Poucos artistas contemporâneos têm um trabalho capaz de evocar o sublime e, ao mesmo tempo, ter um efeito tão tranquilizador quanto as pinturas de Lucas Arruda. Enquanto muitos parecem turbulentamente determinados a incorporar e expressar o barulho infinito do contemporâneo, seu trabalho é capaz de bloquear o ruído, silenciando e centrando aqueles que olham aquilo que ele faz. É como se fossem pequenos quartos à prova de som portáteis, câmaras mudas autônomas, que permitem a entrada apenas de uma pessoa por vez em sua atmosfera calma e perfeita. Como é que o artista faz isso? Qual procedimento, se é que algum, permite que se gere tal tranquilidade? Como isso se explica?

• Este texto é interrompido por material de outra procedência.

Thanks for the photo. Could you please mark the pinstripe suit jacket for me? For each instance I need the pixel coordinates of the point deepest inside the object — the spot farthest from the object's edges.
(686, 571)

Evitando a armadilha da explicação pela genialidade, acredito que dois trabalhos inéditos do artista, ambos nesta exposição, possam nos ajudar a entender, ou pelo menos a começar a situar, como isso se dá. Um deles é uma instalação escultural (que traz também uma pintura); o outro, um vídeo novo no qual Arruda vem trabalhando, de maneira intermitente, há anos. Altamente complementares, os dois trabalhos jogam um com o outro de um modo interessante, quase dialético. A instalação consiste em uma série de pequenos objetos postos em frente a uma pintura de paisagem marítima com horizonte, colocada em uma cavidade do espaço arquitetônico. O elemento central da instalação consiste em uma pequena estátua etrusca, cuja verticalidade severa e esquelética não deixa de evocar o trabalho de Giacometti. Simetricamente ladeada por uma série de pequenos objetos, a estátua etrusca é colocada em frente à pintura, centralizada, como se a combinação entre o horizonte e o objeto criasse uma cruz. Unidas de maneira provisória, elas remetem a um ideal geométrico que tem menos a ver com religião do que com uma noção arquetípica de centro –– algo que está no cerne de grande parte da pintura de Arruda. O pequeno e misterioso objeto ganha uma significância ainda maior quando visto em relação ao novo vídeo do artista.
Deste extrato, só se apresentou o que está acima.